Intervention de Sophie Binet

Réunion du 22 mars 2016 à 17h00
Délégation de l'assemblée nationale aux droits des femmes et à l'égalité des chances entre les hommes et les femmes

Sophie Binet, membre de la direction confédérale de la CGT, chargée de l'égalité femmes-hommes :

Cela fait plus de quinze ans que la CGT défend une sécurité sociale professionnelle. Le but est de maintenir le contrat de travail des salariés et de garantir l'exercice des droits, quels que soient le contrat de travail et l'employeur. Cette proposition a été élargie à une proposition que nous portons d'un nouveau statut du travail salarié qui trouve tout son sens avec la révolution numérique et l'émergence de nouvelles formes de travail – injustement regroupées sous la dénomination « travail indépendant » car il existe une forme de subordination économique.

Pour ce qui concerne le CPA, le salarié devrait avoir des droits à la formation tout au long de la vie et une qualification reconnue et portable quel que soit l'employeur, mais aussi des droits individuels garantis collectivement. Nous sommes en effet favorables à un dispositif collectif, qui ressemble au système par répartition des retraites. Dans le même ordre d'idées, nous n'étions pas favorables aux critères individuels pour le compte pénibilité, nous avions défendu des critères collectifs permettant une reconnaissance de la pénibilité par branche professionnelle.

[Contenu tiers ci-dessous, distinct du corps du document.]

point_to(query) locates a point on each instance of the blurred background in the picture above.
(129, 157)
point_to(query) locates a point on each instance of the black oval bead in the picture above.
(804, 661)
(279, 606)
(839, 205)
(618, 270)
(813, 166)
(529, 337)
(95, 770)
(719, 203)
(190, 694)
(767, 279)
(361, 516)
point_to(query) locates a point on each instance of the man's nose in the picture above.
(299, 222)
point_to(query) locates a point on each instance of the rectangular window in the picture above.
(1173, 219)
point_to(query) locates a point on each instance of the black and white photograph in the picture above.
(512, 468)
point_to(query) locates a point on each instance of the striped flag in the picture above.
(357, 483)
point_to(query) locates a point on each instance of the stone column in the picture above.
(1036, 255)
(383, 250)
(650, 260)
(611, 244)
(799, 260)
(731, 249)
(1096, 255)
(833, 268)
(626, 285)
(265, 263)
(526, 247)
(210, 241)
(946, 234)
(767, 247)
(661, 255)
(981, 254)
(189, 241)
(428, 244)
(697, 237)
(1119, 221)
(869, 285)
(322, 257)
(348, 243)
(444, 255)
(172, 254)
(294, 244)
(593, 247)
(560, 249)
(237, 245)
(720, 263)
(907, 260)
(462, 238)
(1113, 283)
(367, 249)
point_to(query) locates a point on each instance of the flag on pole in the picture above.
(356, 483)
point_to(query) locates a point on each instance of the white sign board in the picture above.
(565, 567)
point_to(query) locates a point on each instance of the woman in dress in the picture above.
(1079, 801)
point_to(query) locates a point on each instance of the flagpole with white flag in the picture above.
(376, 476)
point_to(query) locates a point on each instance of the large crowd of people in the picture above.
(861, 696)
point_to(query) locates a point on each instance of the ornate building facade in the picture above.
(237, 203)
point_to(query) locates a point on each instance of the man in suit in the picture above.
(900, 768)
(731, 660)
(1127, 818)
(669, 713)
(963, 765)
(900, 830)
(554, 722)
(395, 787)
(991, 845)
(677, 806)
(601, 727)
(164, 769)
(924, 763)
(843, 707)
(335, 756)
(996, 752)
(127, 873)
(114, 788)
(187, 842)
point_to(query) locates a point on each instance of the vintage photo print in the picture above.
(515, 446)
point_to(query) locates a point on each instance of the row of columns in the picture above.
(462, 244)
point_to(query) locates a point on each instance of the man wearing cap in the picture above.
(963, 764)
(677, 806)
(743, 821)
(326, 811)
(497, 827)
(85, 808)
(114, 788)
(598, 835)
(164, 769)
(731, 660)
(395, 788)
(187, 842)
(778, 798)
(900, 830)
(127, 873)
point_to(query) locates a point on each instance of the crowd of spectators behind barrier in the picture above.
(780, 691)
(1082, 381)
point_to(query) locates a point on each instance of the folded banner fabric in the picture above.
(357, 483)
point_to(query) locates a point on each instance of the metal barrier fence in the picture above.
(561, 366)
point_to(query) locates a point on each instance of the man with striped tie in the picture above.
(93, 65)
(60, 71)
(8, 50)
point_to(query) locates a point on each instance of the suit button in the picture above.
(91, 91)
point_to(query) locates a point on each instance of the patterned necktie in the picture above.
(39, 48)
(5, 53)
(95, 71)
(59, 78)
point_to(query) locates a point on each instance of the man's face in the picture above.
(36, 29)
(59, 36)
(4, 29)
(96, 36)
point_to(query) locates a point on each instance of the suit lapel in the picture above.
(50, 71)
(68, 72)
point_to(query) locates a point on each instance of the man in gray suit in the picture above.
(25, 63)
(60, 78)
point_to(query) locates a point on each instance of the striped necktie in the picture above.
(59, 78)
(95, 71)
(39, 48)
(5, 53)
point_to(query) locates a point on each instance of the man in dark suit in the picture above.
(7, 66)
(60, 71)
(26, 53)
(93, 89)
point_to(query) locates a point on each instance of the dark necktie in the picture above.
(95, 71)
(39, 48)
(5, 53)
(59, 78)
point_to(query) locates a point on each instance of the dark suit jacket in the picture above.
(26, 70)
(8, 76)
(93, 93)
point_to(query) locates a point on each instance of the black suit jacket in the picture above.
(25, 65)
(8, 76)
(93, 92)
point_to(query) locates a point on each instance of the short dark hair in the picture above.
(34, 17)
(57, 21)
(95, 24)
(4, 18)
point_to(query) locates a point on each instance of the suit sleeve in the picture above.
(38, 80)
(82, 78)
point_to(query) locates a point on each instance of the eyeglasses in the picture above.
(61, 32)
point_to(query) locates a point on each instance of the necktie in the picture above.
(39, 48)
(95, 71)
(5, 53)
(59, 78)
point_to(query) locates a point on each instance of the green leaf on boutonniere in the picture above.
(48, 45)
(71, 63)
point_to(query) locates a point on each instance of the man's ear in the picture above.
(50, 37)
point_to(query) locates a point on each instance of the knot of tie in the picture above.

Pour autant, des questions se posent à propos du CPA. Quels droits nouveaux en matière de formation ? Quels financements ? Pour l'heure, le CPA s'apparente plus à une coquille vide qu'à des droits nouveaux. Au surplus, le projet de loi introduit un recul sur la qualification, puisque le contrat de professionnalisation n'est plus forcément qualifiant.

Enfin, une approche genrée, notamment sur la question des temps partiels, est indispensable. Il faut prévoir un abondement du CPA pour ouvrir des droits sociaux aux salariés à temps partiel sur la base d'un temps plein. Nous sommes favorables au financement du dispositif par l'employeur – avec éventuellement des dispositifs de mutualisation au niveau de la branche, pour ne pas défavoriser les TPE-PME –, de façon à renchérir le coût des temps partiels et à inciter à recruter sur des temps pleins ou tout au moins sur des temps supérieurs à 24 heures.